Em suma, atualmente não nos encontramos sob regime de exceção, que implicaria a proteção objetiva da magistratura com a proibição da movimentação regressiva na carreira (seja considerada como preservação de garantia institucional da independência do Poder Judiciário, seja considerada como preservação de direito subjetivo público de um magistrado); sem embargo, a legislação ordinária jamais criou embaraço à manifestação volitiva individual acerca do interesse à promoção ou remoção do magistrado. Por outro lado, hoje há normas autorizando a remoção de juízes substitutos entre diversos tribunais regionais, implicando o surgimento do interesse individual do magistrado pela regressão na carreira, a fim de obter a compatibilidade com vaga existente na Região de destino - interesse que, como já se disse, inexistia antes do alargamento das hipóteses de remoção.

Conclui-se, ante o exposto, que não há intencional omissão legislativa, que significaria vedação da renúncia à promoção já obtida.

3. A LACUNA DA LEI É SUPRÍVEL?

Não se tratando de omissão intencional da lei, mas sim de mera lacuna, o direito à renúncia fica obstado pelo princípio da legalidade que rege a Administração Pública?

Primeiramente, conste-se que não são raras as decisões dos tribunais nacionais, preenchendo lacunas da Lei Orgânica da Magistratura Nacional. Por exemplo, a 5ª Turma do C. Superior Tribunal de Justiça, já decidiu que:

A questão da prescrição das penalidades cometidas por magistrado, sem dúvida, por estar diretamente ligada ao exercício do cargo, é matéria a ser tratada no Estatuto da Magistratura. Entretanto, por ser a atual legislação vigente omissa quanto a esse aspecto e, sendo necessário o tratamento uniforme da matéria, é aplicável subsidiariamente o Estatuto dos Servidores Públicos Civis da União, ainda que se trate de juiz estadual (recurso ordinário em mandado de segurança nº 2001/0090911-0, relator Ministro Félix Fischer, DJ 29.03.2004, p. 253).

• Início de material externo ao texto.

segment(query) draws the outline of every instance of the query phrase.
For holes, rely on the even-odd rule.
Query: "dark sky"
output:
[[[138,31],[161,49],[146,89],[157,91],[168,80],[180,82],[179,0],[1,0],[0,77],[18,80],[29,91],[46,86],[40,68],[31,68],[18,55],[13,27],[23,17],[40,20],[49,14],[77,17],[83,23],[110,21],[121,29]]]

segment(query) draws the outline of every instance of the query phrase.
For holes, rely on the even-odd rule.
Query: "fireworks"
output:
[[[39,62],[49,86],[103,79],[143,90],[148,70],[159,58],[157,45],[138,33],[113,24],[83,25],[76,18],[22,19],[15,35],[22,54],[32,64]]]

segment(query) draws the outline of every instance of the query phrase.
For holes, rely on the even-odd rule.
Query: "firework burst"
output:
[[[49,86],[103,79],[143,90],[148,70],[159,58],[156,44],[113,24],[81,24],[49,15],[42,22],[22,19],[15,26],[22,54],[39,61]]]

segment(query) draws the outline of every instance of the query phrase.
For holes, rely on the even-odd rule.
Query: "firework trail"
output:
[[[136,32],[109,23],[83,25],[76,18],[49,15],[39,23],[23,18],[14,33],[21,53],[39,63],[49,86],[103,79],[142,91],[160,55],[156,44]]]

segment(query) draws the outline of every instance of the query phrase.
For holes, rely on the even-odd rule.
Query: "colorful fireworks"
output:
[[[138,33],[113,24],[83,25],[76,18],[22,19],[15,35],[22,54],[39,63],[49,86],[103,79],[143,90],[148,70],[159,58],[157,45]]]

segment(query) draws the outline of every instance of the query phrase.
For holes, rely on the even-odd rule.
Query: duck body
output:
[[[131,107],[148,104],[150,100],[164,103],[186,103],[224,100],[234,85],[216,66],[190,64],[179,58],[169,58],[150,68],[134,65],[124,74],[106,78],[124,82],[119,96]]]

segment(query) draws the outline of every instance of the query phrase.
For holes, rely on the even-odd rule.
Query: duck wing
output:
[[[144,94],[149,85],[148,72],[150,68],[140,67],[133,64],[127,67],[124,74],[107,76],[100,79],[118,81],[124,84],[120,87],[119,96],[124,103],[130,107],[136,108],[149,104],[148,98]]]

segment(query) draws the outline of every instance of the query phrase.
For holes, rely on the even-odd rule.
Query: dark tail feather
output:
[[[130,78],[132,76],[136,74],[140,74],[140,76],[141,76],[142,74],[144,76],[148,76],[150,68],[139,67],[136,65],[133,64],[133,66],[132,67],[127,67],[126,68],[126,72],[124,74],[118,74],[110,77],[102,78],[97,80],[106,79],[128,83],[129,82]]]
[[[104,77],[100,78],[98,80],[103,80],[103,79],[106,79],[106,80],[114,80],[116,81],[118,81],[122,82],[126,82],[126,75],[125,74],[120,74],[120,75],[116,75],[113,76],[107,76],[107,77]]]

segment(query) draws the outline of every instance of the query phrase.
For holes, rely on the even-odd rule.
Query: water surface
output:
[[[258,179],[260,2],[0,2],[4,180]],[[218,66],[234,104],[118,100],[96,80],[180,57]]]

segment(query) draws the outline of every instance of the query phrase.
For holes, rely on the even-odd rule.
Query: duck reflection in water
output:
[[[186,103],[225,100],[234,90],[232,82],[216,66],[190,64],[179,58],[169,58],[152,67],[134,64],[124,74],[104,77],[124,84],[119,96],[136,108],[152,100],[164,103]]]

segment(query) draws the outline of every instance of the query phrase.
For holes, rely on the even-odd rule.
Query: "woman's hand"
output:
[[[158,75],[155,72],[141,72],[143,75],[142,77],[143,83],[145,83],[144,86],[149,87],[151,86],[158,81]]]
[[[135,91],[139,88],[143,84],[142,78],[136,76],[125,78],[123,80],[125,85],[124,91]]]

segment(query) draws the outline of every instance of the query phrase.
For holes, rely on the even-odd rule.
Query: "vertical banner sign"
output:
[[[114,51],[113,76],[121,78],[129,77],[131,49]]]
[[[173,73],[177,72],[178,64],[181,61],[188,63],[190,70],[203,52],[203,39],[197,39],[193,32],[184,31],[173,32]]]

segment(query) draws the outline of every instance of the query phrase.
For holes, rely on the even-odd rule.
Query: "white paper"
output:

Não é estranho à Justiça brasileira, pois, o preenchimento das lacunas da LOMAN. É necessário buscar, então, meios que fundamentem essa composição dos vazios legais. Trazem-se as lições modernas do Direito Administrativo:

Mas é indispensável evitar que as considerações acima conduzam a identificar o princípio da legalidade com a necessidade de existência de disposição expressa no texto de uma lei. Quando se afirma que o princípio da legalidade envolve a existência de lei, isso não pode ser interpretado como exigência de disciplina legal literal e expressa. O princípio da legalidade conduz a considerar a existência de normas jurídicas, expressão que não é sinônima de "lei", tal como exposto.

Há princípios jurídicos implícitos. Também há regras jurídicas implícitas. A disciplina jurídica é produzida pelo conjunto das normas jurídicas, o que exige compreender que, mesmo sem existir dispositivo literal numa lei, o sistema jurídico poderá impor restrição à autonomia privada e obrigatoriedade de atuação administrativa.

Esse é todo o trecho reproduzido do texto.